LA HAVANE, 28 août 2021 (AFP) Le gouvernement démocrate de Joe Biden va revoir les politiques imposées par Donald Trump vis-à-vis de Cuba,

a déclaré jeudi la porte-parole de la Maison Blanche, précisant qu’il n’y a pour le moment aucune annonce.

« Notre politique à Cuba sera régie par deux principes: le premier est le soutien à la démocratie et aux droits de l’homme, qui seront l’axe, et le second est que les Américains d’origine cubaine sont les meilleurs ambassadeurs de la liberté à Cuba », a déclaré la porte-parole de Biden Jen Psaki.

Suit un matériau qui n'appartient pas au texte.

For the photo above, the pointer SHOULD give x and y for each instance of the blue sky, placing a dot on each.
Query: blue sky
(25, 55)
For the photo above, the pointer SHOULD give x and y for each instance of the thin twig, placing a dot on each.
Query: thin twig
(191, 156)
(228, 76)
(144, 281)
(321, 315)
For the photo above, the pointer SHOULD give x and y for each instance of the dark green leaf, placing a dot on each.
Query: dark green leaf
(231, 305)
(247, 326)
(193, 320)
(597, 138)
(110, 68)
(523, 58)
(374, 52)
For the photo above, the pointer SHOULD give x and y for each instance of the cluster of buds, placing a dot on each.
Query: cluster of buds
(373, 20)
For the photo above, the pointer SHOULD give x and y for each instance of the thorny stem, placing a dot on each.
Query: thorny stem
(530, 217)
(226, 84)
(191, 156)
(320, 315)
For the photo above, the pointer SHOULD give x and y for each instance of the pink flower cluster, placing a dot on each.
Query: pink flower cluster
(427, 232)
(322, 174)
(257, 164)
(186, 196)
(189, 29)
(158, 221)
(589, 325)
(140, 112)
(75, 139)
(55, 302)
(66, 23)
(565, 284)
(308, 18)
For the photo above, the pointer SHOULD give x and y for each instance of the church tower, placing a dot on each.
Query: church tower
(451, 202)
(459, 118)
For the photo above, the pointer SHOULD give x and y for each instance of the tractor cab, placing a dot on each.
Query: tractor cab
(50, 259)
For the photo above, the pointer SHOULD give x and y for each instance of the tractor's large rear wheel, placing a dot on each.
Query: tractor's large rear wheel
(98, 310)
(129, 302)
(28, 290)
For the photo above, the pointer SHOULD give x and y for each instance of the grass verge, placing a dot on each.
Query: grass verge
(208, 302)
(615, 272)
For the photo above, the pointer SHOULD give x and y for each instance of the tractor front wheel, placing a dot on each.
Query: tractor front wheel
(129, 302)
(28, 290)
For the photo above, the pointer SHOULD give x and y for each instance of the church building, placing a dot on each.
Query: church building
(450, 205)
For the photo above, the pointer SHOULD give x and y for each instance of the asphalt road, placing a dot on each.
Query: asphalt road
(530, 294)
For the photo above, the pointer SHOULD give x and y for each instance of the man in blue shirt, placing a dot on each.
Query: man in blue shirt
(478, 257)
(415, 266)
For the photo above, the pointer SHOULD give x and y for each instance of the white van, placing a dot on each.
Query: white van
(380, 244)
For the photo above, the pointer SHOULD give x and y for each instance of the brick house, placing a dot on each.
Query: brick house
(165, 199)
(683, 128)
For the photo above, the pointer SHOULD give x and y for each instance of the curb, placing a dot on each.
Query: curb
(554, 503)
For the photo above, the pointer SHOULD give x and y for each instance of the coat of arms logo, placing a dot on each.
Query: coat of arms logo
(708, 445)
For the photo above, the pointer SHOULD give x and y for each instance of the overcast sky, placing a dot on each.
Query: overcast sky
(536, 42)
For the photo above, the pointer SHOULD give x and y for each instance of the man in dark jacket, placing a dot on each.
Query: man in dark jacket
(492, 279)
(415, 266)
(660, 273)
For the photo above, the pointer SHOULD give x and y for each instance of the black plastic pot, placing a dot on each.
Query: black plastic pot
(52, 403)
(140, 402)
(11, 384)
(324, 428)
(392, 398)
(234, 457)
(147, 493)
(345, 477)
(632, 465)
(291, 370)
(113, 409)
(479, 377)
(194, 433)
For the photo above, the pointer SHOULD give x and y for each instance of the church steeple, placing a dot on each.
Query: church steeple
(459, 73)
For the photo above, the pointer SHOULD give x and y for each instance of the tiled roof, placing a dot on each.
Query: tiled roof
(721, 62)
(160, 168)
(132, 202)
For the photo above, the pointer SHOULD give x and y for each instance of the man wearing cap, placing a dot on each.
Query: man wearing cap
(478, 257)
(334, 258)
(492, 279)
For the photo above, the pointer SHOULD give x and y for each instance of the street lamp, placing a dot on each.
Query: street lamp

Le responsable a répondu à une question de savoir si le nouveau gouvernement démocrate démantelerait certaines des politiques de sanctions imposées par l’administration républicaine de Trump, qui a inversé l’ouverture avec l’île lancée par le démocrate Barack lorsque Biden ère.

« Nous sommes en train de revoir les politiques de l’administration Trump sur diverses questions de sécurité nationale pour nous assurer que notre vision est cohérente avec cela. Nous allons tracer notre propre chemin », a déclaré Psaki, déclarant qu’à l’heure actuelle, il n’avait rien à annoncer.

Cuba – qui est sous embargo américain en 1962 – a subi pendant l’administration Trump une cascade de sanctions économiques visant à nuire à l’économie de l’île.

Cette batterie progressiste qui a touché les secteurs du tourisme, des transports et des changes s’est terminée quelques jours avant la fin de l’administration Trump avec la classification de Cuba en tant que «sponsor du terrorisme», catégorie dont le pays avait été retiré en 2015.

Selon La Havane, le resserrement des sanctions imposées sous l’administration Trump a endommagé l’île de 20 milliards de dollars.
Parmi les mesures lancées par Trump figuraient l’interdiction de faire escale aux navires de croisière américains à Cuba, les sanctions contre les entreprises d’État et les dirigeants cubains, l’obstruction à l’envoi de fonds et leur limitation, et la punition des pays étrangers ayant des affaires.

Pendant la campagne, Biden – un modéré du Parti démocrate – a affirmé qu’une « nouvelle politique envers Cuba » était nécessaire, et a déclaré que l’île « n’est pas plus proche de la liberté et de la démocratie qu’elle ne l’était il y a quatre ans ».